Há dois conflitos dividindo opiniões em Brasília neste momento. Um deles se passa exclusivamente dentro do Congresso Nacional. O outra vai do Congresso ao Palácio do Planalto.

Um dos temas é a ampliação da meta de déficit para este ano. De um lado está a ala política do governo, que quer ampliar para R$ 170 bilhões a meta do déficit fiscal. Do outro, a equipe econômica, que quer por fim aos gastos perdulários com a compra de apoio fisiológico no Congresso.

Ampliar a meta possibilitaria descontingenciar emendas parlamentares, e é nisso que os deputados e senadores estão interessados.

O outro conflito coloca partidos grandes contra pequenos, e políticos bons de voto contra a nata do rebotalho congressual.

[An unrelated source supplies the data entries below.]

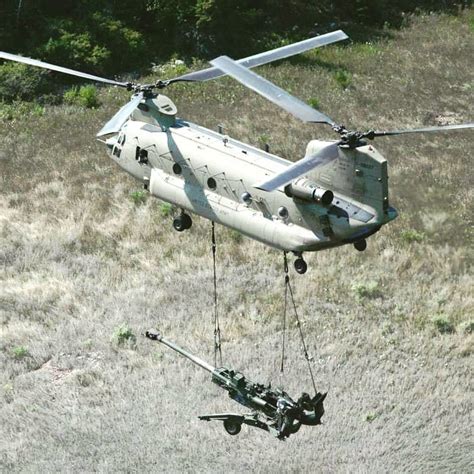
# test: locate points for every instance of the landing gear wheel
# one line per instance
(182, 222)
(232, 427)
(360, 245)
(179, 224)
(300, 266)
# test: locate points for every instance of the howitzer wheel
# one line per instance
(232, 427)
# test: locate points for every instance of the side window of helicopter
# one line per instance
(121, 139)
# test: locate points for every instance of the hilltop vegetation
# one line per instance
(89, 263)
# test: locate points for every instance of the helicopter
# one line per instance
(336, 194)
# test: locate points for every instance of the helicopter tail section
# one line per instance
(359, 174)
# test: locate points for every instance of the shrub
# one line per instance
(18, 109)
(442, 324)
(138, 197)
(22, 82)
(84, 96)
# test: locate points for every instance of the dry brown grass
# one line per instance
(79, 259)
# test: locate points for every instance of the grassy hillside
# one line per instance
(87, 266)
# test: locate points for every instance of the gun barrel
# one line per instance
(156, 336)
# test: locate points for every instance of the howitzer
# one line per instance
(272, 410)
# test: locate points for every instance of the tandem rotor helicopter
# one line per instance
(336, 194)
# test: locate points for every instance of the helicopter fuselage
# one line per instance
(214, 176)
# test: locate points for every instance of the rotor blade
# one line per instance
(267, 56)
(115, 123)
(270, 91)
(301, 167)
(52, 67)
(441, 128)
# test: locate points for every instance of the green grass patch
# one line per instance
(343, 78)
(442, 324)
(412, 235)
(467, 327)
(367, 290)
(124, 336)
(371, 417)
(20, 352)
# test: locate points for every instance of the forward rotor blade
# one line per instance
(266, 57)
(270, 91)
(115, 123)
(322, 157)
(441, 128)
(52, 67)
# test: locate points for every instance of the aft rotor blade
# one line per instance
(115, 123)
(270, 91)
(64, 70)
(441, 128)
(301, 167)
(266, 57)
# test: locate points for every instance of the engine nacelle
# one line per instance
(303, 188)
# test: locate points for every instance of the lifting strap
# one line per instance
(289, 290)
(217, 330)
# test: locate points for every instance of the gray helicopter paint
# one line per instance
(236, 167)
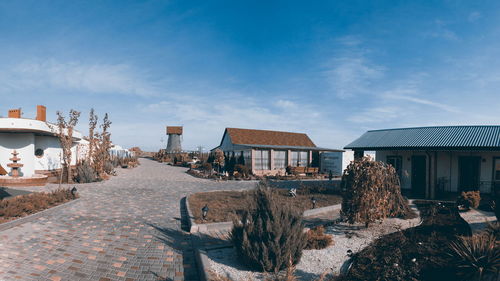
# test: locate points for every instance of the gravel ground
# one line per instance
(330, 260)
(125, 228)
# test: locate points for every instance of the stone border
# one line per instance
(32, 217)
(228, 225)
(203, 263)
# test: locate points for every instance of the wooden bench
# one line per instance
(305, 170)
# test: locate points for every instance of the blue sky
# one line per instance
(331, 69)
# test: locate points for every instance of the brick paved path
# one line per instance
(127, 228)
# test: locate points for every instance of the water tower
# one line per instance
(174, 139)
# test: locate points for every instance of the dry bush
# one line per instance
(317, 239)
(493, 229)
(476, 257)
(23, 205)
(371, 192)
(207, 168)
(269, 235)
(85, 173)
(242, 170)
(469, 199)
(225, 204)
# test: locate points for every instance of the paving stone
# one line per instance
(125, 228)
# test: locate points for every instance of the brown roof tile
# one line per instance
(177, 130)
(264, 137)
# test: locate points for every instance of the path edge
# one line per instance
(10, 224)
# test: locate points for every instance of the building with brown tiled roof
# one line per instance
(270, 152)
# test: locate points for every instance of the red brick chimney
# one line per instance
(15, 113)
(41, 113)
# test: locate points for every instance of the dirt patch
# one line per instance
(28, 204)
(417, 253)
(225, 205)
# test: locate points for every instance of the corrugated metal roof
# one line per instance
(445, 137)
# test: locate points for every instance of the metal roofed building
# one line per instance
(270, 152)
(433, 161)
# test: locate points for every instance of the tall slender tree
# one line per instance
(64, 132)
(91, 138)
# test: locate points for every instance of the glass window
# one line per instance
(497, 169)
(262, 160)
(247, 155)
(396, 162)
(280, 159)
(299, 158)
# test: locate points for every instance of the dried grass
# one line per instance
(225, 205)
(317, 239)
(372, 192)
(24, 205)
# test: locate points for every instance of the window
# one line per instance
(497, 169)
(299, 158)
(39, 152)
(247, 155)
(280, 159)
(396, 162)
(262, 160)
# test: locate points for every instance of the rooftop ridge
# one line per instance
(265, 130)
(430, 127)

O assunto em questão é o sistema de votação que deve vigorar nas próximas eleições.

Os famosos e bem posicionados defendem o distritão, que vai permitir a eleição dos mais votados, independentemente dos votos obtidos pelas legendas. Mas a grande maioria dos deputados depende sim dos votos na legenda. Tem gente ali que se elegeu com minguados dez mil, vinte mil votos, no arrasto de campeões de votos como o palhaço Tiririca.

O distritão aquele sistema que tem o objetivo declarado de obscurecer a vontade presumida do eleitor de renovar e oxigenar o parlamento. Vai favorecer os mais conhecidos. Por isso, tubarões e bagrinhos agora se engalfinham numa guerra fratricida.

Por isso a reforma política vai atrasar. É um conflito muito bem-vindo. Dele pode talvez sair alguma produtiva para o eleitor.
Mas, por enquanto, os dois conflitos desvelam uma triste e reiterada realidade.

Eles deixam claro que cada um puxa a brasa para a sua sardinha. E ninguém está nem aí para o que realmente importa, que é o o cidadão brasileiro.